Moving the Needle on Climate Change Response: Calling in the Private Sector

Climate change exerts a significant human toll – its painful negative economic effects exacerbate already rising income and wealth inequality levels, and changes in the physical environment lead to population displacement within countries and across borders and contribute to deteriorating health outcomes.

Making more effective responses to climate change will require accelerated efforts across the entire world, at minimum, to meet commitments made for the Paris Agreement and related processes. In addition to making good on these pledges, governments and businesses ought to work together to partner with local communities and suppliers and create intentional space for diverse leadership. These changes will bring many benefits.

Positive changes are taking place, countries are bending the curve of global greenhouse gas emissions downward and, for the first time ever last year, the world spent as much on clean energy as it did on fossil fuels.Optimism, however, still needs to be grounded in reality and there is still lots of ground to cover.

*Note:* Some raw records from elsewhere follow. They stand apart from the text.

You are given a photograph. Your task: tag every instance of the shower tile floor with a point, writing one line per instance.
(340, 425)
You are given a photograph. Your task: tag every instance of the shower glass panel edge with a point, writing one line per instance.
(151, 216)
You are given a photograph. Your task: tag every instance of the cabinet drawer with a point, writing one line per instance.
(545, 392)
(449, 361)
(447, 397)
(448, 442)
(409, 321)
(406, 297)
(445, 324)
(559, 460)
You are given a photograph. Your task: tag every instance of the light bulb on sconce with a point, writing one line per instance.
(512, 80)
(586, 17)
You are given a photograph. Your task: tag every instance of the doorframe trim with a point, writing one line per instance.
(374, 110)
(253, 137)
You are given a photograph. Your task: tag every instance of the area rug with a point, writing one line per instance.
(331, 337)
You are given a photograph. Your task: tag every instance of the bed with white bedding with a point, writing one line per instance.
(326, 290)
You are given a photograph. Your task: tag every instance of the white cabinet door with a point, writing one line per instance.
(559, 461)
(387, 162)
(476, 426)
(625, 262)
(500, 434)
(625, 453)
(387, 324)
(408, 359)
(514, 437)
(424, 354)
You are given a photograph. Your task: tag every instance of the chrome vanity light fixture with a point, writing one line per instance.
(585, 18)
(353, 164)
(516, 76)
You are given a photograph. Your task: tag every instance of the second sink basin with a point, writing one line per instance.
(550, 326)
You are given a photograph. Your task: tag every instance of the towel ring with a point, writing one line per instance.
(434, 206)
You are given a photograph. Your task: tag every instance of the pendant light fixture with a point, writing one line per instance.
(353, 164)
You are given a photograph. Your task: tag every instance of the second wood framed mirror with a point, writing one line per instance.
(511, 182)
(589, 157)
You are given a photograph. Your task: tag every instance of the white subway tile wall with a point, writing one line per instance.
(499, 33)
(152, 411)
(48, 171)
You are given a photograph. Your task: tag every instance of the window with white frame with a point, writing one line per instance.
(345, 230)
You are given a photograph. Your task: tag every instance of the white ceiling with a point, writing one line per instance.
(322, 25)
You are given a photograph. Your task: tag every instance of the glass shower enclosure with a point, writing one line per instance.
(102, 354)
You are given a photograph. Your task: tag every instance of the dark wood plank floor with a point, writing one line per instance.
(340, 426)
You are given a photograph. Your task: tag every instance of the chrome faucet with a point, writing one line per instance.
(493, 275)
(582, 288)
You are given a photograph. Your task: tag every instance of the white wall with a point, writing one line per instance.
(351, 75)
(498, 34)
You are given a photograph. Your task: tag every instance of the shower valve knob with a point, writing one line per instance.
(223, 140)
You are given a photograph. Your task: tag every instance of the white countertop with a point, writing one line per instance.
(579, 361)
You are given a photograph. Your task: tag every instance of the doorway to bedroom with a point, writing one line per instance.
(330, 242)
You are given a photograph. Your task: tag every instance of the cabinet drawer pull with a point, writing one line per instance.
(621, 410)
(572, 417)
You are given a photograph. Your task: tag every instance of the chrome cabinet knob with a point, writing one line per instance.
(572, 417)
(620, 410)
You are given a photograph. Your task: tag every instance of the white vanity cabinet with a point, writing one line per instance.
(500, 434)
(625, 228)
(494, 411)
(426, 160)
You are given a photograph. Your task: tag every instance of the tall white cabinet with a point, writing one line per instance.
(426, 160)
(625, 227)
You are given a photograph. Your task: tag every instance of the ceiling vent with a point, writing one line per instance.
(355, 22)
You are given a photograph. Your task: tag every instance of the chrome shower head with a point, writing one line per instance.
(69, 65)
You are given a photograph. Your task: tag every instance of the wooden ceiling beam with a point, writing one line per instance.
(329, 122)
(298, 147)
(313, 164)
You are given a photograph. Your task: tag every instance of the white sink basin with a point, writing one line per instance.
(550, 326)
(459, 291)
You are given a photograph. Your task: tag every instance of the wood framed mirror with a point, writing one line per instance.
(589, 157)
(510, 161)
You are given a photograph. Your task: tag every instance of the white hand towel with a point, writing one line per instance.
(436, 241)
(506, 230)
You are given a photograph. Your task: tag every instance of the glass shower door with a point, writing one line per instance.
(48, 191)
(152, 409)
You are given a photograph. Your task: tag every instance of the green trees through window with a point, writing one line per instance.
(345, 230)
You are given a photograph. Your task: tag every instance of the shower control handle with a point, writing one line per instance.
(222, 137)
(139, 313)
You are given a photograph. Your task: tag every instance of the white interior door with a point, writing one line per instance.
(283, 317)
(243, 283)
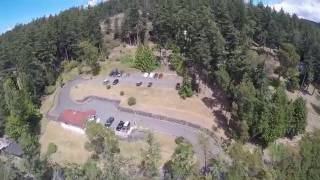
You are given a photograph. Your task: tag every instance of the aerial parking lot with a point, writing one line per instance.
(160, 98)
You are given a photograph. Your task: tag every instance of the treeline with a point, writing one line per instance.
(215, 38)
(106, 162)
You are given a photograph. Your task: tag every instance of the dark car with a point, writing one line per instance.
(115, 82)
(160, 76)
(178, 86)
(109, 121)
(120, 126)
(114, 73)
(156, 76)
(106, 82)
(139, 83)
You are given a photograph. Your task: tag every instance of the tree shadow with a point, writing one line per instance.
(230, 127)
(316, 108)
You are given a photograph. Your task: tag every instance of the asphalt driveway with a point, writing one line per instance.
(105, 109)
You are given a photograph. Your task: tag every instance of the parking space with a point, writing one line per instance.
(166, 80)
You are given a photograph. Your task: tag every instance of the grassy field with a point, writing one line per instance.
(132, 150)
(70, 144)
(162, 101)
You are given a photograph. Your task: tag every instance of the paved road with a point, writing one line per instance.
(106, 109)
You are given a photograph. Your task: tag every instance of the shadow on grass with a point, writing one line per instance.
(316, 108)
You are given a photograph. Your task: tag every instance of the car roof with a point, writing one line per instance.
(126, 123)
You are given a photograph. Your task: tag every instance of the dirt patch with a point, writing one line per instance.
(162, 101)
(70, 144)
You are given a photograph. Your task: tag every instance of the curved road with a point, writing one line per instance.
(106, 109)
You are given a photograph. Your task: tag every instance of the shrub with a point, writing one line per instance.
(52, 148)
(50, 89)
(127, 60)
(145, 59)
(186, 89)
(88, 146)
(132, 101)
(179, 140)
(69, 65)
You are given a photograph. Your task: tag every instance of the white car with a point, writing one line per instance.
(106, 81)
(151, 75)
(145, 75)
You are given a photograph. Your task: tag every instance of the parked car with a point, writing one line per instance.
(151, 75)
(115, 82)
(106, 82)
(156, 76)
(160, 76)
(139, 83)
(109, 122)
(120, 126)
(178, 86)
(126, 125)
(145, 75)
(120, 74)
(114, 72)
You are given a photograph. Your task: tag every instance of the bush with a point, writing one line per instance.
(179, 140)
(52, 148)
(145, 59)
(69, 65)
(88, 146)
(127, 60)
(186, 89)
(132, 101)
(50, 89)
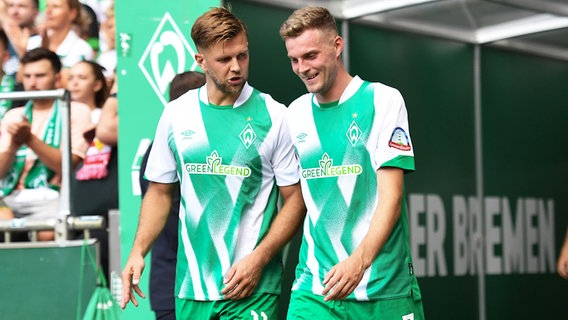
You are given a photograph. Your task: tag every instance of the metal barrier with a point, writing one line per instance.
(63, 223)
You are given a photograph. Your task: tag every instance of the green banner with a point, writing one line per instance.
(153, 45)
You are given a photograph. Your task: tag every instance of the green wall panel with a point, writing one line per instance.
(525, 161)
(436, 79)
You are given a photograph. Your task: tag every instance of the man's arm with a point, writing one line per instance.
(344, 277)
(243, 277)
(562, 266)
(153, 215)
(6, 160)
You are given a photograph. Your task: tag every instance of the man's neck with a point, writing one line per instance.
(42, 104)
(341, 82)
(220, 98)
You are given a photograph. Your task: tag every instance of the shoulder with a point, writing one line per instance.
(302, 102)
(383, 91)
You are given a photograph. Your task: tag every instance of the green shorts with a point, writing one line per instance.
(260, 306)
(308, 306)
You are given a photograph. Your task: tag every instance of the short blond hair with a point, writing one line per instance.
(308, 18)
(214, 26)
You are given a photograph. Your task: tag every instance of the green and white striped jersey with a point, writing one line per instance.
(229, 162)
(340, 147)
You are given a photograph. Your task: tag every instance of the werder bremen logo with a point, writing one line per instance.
(353, 133)
(213, 166)
(167, 54)
(247, 135)
(327, 169)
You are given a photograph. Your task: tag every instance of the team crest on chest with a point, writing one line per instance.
(399, 140)
(247, 135)
(353, 133)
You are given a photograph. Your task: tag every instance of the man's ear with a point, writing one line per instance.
(338, 45)
(200, 60)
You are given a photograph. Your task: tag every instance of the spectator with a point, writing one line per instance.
(19, 23)
(87, 84)
(107, 56)
(107, 127)
(60, 37)
(99, 169)
(30, 158)
(5, 212)
(164, 251)
(6, 82)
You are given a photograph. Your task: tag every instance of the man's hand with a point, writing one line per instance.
(242, 278)
(21, 131)
(343, 278)
(130, 280)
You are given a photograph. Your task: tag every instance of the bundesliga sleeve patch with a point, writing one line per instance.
(399, 140)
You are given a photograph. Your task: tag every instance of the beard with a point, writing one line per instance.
(225, 87)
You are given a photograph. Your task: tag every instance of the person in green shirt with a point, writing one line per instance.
(227, 146)
(7, 83)
(353, 142)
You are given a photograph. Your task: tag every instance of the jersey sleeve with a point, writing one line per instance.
(284, 161)
(161, 165)
(394, 147)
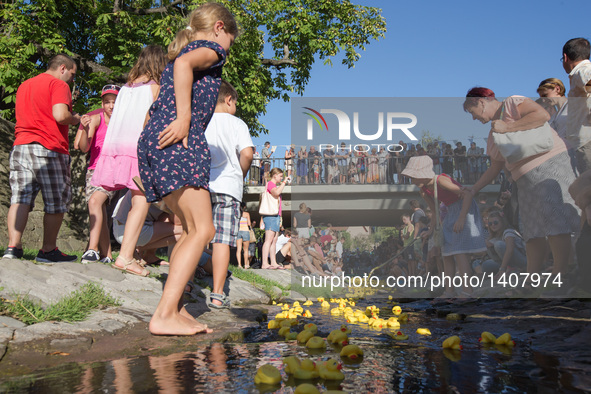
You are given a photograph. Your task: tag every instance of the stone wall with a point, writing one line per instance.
(74, 232)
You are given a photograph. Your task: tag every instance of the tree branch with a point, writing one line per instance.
(278, 63)
(147, 11)
(85, 65)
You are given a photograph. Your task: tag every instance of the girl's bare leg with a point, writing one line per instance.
(193, 207)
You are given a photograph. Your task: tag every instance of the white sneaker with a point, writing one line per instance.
(90, 256)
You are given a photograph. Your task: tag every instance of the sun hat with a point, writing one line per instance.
(110, 89)
(420, 167)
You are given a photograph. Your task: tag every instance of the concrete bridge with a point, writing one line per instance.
(348, 205)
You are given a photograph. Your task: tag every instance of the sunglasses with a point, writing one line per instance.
(111, 87)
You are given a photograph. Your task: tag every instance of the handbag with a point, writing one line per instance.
(437, 231)
(520, 145)
(268, 205)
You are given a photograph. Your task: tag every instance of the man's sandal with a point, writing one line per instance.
(127, 263)
(218, 297)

In this article, I discuss how global corporations, institutional asset owners and managers can move beyond talk to take transformative action since this is the only currency that matters.

Mapping the terrain

Global finance for climate action reached $803 billion annually for 2019-2020—less than a fifth of the estimated $4 trillion in annual investment that is needed for public and private sector entities to meet net-zero objectives.

Global capital markets—with at least $100 trillion in assets under management—have the resources to contribute the financial capital needed for the transition away from high-emission polluting systems, limit global warming to 1.5°C and create a more sustainable global economy. Within this total, ESG-related assets under management are forecast to grow to $34 trillion by 2026—yet this financial capital is underperforming.